Beauchamp menganalisis pendekatan ilmiah tentang tugas-tugas pengembangan teori
dalam kurikulum. Menurut Beauchamp, teori kurikulum secara konseptual
berhubungan erat dengan pengembangan teori dalam ilmu-ilmu lain. Hal-hal yang
penting dalam pengembangan teori kurikulum adalah penggunaan istilah-istilah
teknis yang tepat dan konsisten, analisis dan klasifikasi pengetahuan,
penggunaan penelitianpenelitian prediktif untuk menambah konsep, generalisasi
atau kaidah-kaidah, sebagai prinsip-prinsip yang menjadi pegangan dalam
menjelaskan fenomena kurikulum.[71]
Dalam
makalah kedua, Othanel Smith menguraikan peranan filsafat dalam pengembangan
teori kurikulum yang bersifat ilmiah. Menurut Smith, ada tiga sumbangan utama
filsafat terhadap teori kurikulum, yaitu dalam (1) merumuskan dan
mempertimbangkan tujuan pendidikan, (2) memilih dan menyusun bahan, dan (3) perumusan
bahasa khusus kurikulum.[72]
James
B. MacDonald melihat teori kurikulum dari model sistem. Ada empat sistem dalam
persekolahan yaitu kurikulum, pengajaran (instruction), mengajar (teaching),
dan belajar[73].
Interaksi dari empat sistem ini dapat digambarkan dengan suatu diagram Venn.

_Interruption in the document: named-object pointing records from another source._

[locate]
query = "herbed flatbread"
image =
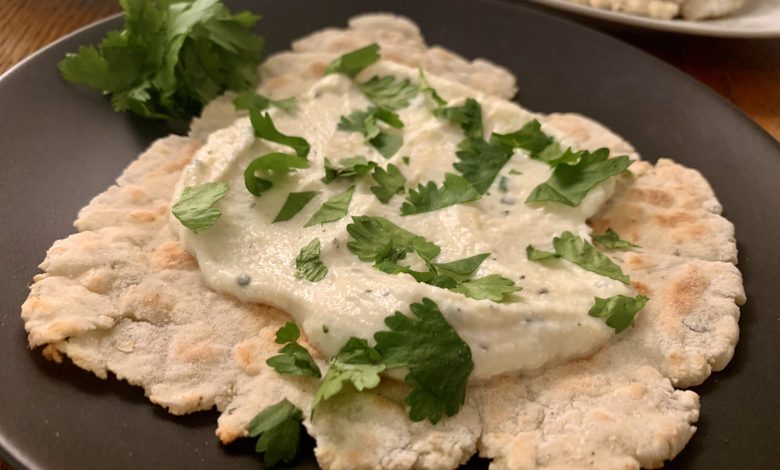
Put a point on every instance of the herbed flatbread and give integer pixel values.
(122, 296)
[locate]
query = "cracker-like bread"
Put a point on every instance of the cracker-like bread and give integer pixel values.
(122, 296)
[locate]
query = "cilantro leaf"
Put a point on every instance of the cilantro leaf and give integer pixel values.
(529, 138)
(578, 251)
(438, 360)
(253, 100)
(308, 264)
(480, 162)
(468, 115)
(293, 359)
(610, 239)
(492, 287)
(288, 333)
(455, 190)
(170, 59)
(570, 183)
(425, 87)
(619, 310)
(193, 209)
(279, 428)
(294, 203)
(464, 266)
(389, 182)
(278, 162)
(389, 92)
(353, 166)
(373, 236)
(356, 363)
(352, 63)
(265, 129)
(333, 209)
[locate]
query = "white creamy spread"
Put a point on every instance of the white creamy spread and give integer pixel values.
(245, 255)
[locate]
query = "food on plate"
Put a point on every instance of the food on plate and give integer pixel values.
(668, 9)
(426, 193)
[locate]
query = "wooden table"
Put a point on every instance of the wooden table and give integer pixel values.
(746, 72)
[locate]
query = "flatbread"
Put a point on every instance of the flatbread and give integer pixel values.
(122, 296)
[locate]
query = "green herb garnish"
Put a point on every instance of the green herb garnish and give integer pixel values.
(352, 63)
(578, 251)
(171, 58)
(294, 203)
(293, 359)
(193, 209)
(570, 183)
(279, 428)
(308, 264)
(438, 360)
(610, 239)
(333, 209)
(618, 310)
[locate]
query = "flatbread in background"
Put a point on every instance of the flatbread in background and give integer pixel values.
(122, 296)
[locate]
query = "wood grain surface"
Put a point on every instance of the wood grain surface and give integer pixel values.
(746, 72)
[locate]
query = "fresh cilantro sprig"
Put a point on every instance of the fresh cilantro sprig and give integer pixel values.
(171, 58)
(570, 183)
(308, 264)
(352, 63)
(279, 428)
(333, 209)
(251, 100)
(455, 190)
(438, 360)
(293, 359)
(619, 310)
(610, 239)
(367, 123)
(578, 251)
(194, 207)
(294, 203)
(389, 183)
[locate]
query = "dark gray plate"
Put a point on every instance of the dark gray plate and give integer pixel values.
(60, 145)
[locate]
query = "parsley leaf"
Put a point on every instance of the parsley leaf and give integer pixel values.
(455, 190)
(464, 266)
(293, 359)
(367, 123)
(374, 236)
(492, 287)
(570, 183)
(389, 92)
(578, 251)
(279, 428)
(353, 166)
(170, 59)
(352, 63)
(438, 360)
(480, 162)
(279, 162)
(308, 264)
(468, 115)
(295, 203)
(253, 100)
(265, 129)
(333, 209)
(356, 363)
(425, 87)
(610, 239)
(529, 138)
(193, 209)
(619, 310)
(390, 182)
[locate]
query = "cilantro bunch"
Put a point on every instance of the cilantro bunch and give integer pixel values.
(171, 58)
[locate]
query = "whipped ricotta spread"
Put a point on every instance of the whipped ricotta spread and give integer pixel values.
(246, 255)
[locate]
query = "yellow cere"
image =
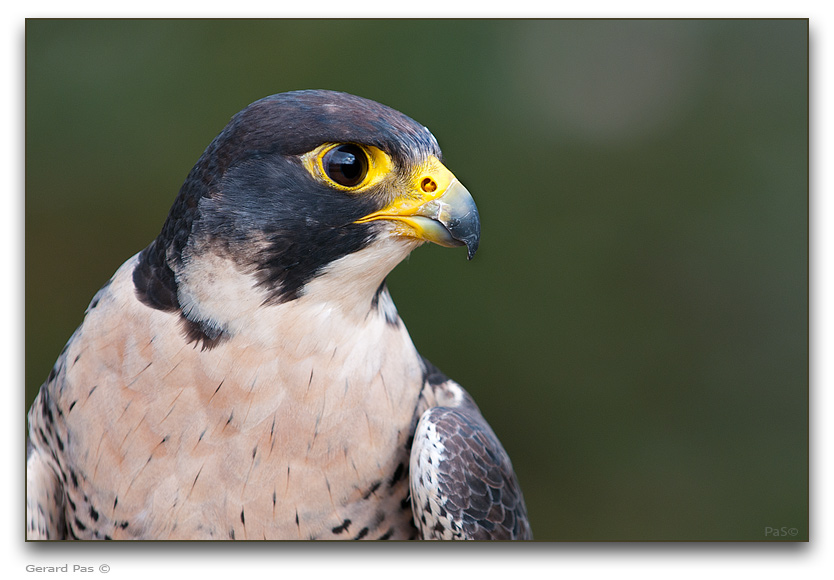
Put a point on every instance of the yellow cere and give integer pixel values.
(429, 182)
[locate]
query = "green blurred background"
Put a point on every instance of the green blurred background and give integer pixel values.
(635, 324)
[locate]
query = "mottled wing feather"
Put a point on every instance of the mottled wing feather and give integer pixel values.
(462, 482)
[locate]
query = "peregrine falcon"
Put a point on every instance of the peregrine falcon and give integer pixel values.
(247, 376)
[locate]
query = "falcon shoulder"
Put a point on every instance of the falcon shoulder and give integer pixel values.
(463, 486)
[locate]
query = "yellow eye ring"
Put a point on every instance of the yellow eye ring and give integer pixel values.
(347, 166)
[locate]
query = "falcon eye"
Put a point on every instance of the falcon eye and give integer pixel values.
(347, 165)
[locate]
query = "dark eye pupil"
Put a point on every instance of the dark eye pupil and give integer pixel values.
(347, 165)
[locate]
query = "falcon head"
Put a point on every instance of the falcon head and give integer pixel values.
(306, 195)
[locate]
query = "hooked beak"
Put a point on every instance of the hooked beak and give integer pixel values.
(438, 209)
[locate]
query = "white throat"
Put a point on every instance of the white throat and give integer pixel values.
(218, 293)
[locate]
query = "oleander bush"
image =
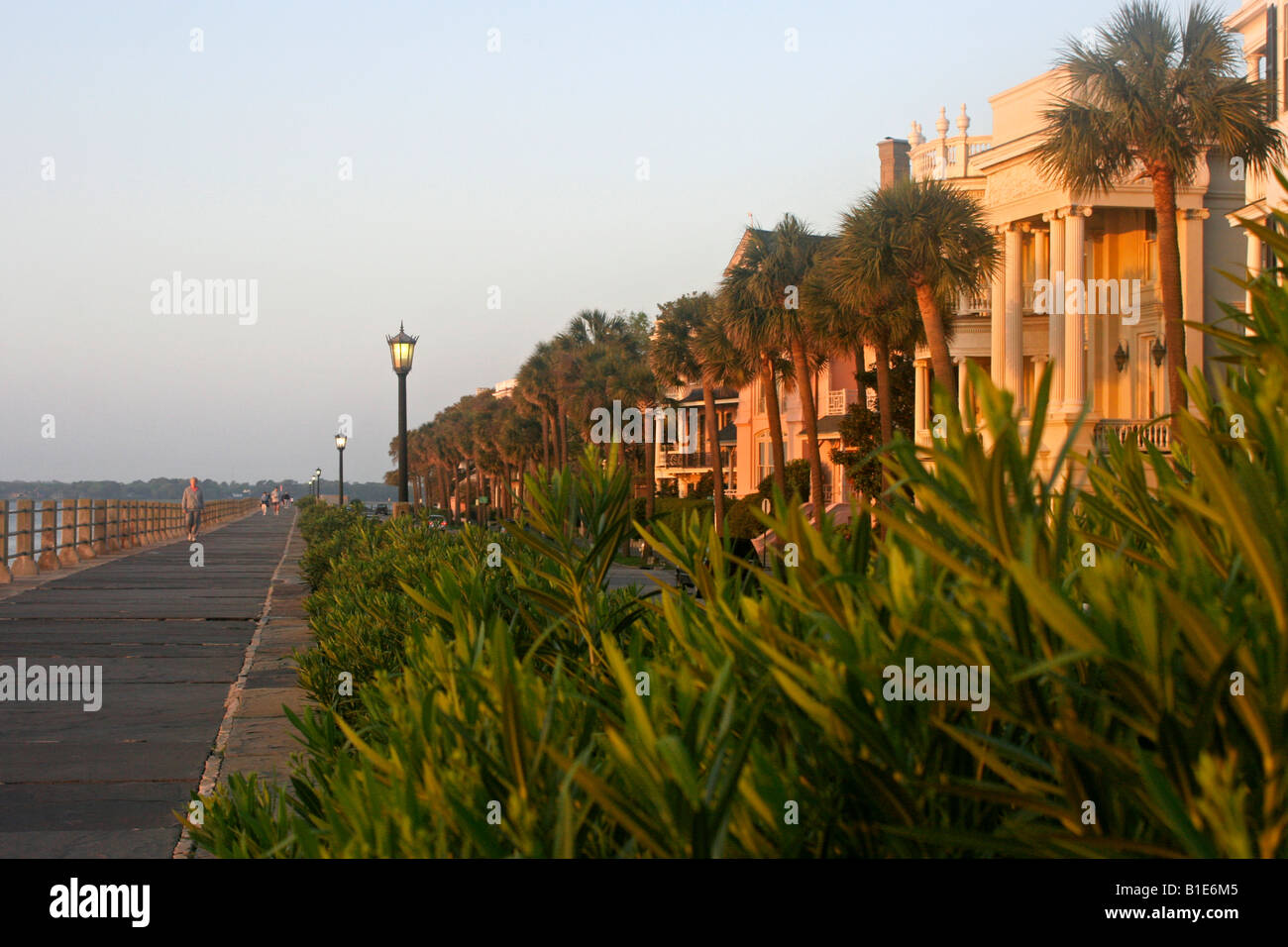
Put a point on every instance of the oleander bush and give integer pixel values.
(1133, 620)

Melihat kurikulum sebagai suatu sistem dalam sistem yang lebih besar yaitu
persekolahan dapat memperjelas pemikiran tentang konsep kurikulum. Penggunaan
model sistem juga dapat membantu para ahli teori kurikulum menentukan jenis dan
lingkup konseptualisasi yang diperlukan dalam teori kurikulum.
Broudy,
Smith, dan Burnett[74]
menjelaskan masalah persekolahan dalam suatu skema yang menggambarkan
komponen-komponen dari keseluruhan proses mempengaruhi anak.[75]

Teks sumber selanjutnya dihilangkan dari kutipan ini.